When Bahá’u’lláh was nearly eighteen years old, His older sister requested their father's permission for her Brother to marry her husband's sister, Ásíyih Khánúm. Ásíyih Khánúm, who was then fifteen years old, was exceedingly beautiful, lively and winsome. Their marriage, which took place in the fall of 1835, opened a new level of responsibility and fulfillment for the young nobleman. He was to share a lifetime of love and extreme difficulties with this great noblewoman who later was known by the title Navváb (her Highness, her Excellency).
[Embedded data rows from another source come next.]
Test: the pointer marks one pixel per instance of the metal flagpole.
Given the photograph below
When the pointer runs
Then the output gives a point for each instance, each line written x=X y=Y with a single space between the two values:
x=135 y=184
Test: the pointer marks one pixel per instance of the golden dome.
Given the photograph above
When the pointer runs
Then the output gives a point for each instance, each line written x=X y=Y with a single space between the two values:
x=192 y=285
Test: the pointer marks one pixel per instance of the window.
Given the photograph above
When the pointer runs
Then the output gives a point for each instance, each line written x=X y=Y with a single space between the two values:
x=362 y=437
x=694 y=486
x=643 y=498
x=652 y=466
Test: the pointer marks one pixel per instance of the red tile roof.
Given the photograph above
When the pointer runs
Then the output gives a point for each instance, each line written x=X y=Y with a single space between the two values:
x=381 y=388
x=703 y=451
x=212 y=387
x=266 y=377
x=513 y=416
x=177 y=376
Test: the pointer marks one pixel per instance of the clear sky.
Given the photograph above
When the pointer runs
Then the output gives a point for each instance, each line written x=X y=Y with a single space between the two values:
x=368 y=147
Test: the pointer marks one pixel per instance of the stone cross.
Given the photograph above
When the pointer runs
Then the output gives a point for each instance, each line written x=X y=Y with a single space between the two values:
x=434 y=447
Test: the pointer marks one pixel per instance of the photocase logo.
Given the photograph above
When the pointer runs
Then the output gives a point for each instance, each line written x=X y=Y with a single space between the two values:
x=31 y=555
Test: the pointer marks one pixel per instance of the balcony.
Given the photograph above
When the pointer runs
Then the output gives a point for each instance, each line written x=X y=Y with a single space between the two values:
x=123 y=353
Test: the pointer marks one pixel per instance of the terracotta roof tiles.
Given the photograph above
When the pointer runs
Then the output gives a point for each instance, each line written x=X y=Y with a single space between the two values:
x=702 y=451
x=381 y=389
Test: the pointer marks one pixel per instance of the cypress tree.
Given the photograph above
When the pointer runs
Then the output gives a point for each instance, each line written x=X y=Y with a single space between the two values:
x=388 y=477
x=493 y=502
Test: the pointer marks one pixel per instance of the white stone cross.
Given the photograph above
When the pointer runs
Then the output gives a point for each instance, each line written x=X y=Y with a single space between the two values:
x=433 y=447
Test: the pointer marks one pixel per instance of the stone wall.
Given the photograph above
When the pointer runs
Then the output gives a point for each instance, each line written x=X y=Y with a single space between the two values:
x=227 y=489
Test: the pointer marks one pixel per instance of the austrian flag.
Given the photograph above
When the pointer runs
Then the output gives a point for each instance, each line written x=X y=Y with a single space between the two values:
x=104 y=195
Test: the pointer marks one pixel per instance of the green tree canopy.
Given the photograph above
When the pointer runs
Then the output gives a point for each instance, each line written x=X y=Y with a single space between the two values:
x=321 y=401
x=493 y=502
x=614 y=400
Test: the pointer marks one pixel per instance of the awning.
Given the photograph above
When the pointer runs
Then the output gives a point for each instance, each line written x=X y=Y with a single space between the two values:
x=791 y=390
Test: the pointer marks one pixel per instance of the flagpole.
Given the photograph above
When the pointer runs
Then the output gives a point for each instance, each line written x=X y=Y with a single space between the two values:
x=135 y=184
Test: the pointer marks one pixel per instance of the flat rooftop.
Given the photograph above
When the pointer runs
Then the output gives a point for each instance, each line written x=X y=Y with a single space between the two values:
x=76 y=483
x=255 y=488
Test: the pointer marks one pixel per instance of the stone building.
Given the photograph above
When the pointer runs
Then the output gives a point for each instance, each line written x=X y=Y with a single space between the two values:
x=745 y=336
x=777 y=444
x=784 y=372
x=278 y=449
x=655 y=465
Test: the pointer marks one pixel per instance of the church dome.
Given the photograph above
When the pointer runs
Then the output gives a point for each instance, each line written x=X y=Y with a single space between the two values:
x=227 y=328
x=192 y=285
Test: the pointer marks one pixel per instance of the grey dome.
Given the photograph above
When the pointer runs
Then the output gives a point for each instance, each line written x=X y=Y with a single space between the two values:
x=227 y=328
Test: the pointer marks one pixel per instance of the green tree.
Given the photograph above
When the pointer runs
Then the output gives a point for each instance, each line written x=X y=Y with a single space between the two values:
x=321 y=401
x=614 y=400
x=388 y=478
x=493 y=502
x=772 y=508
The young married couple devoted themselves to charitable activities during the early years of their married life. Their daughter Bahíyyih Khánúm recounted many years later how her parents "took part as little as possible in State functions, social ceremonies, and the luxurious habits of ordinary highly-placed and wealthy families in the land of Persia. [They] … counted these worldly pleasures meaningless, and preferred rather to occupy themselves in caring for the poor, and for all who were unhappy, or in trouble.'" Their Son, 'Abdu'l-Bahá, also recalled His Father's role during those early years of His marriage:
"He was most generous, giving abundantly to the poor. None who came to Him were turned away. The doors of His house were open to all. He always had many guests. This unbounded generosity was conducive to greater astonishment from the fact that He sought neither position nor prominence. In commenting upon this His friends said He would become impoverished, for His expenses were many and His wealth becoming more and more limited. 'Why is He not thinking of His own affairs?' they inquired of each other; but some who were wise declared, 'This Personage is connected with another world; He has something sublime within Him that is not evident now; the day is coming when it will be manifested.' In truth, the Blessed Perfection [Bahá’u’lláh] was a refuge for every weak one, a shelter for every fearing one, kind to every indigent one, lenient and loving to all creatures."
Due to such acts of charity and service Bahá’u’lláh and His wife earned widespread reputation as "The Father of Poor" and "The Mother of Consolation".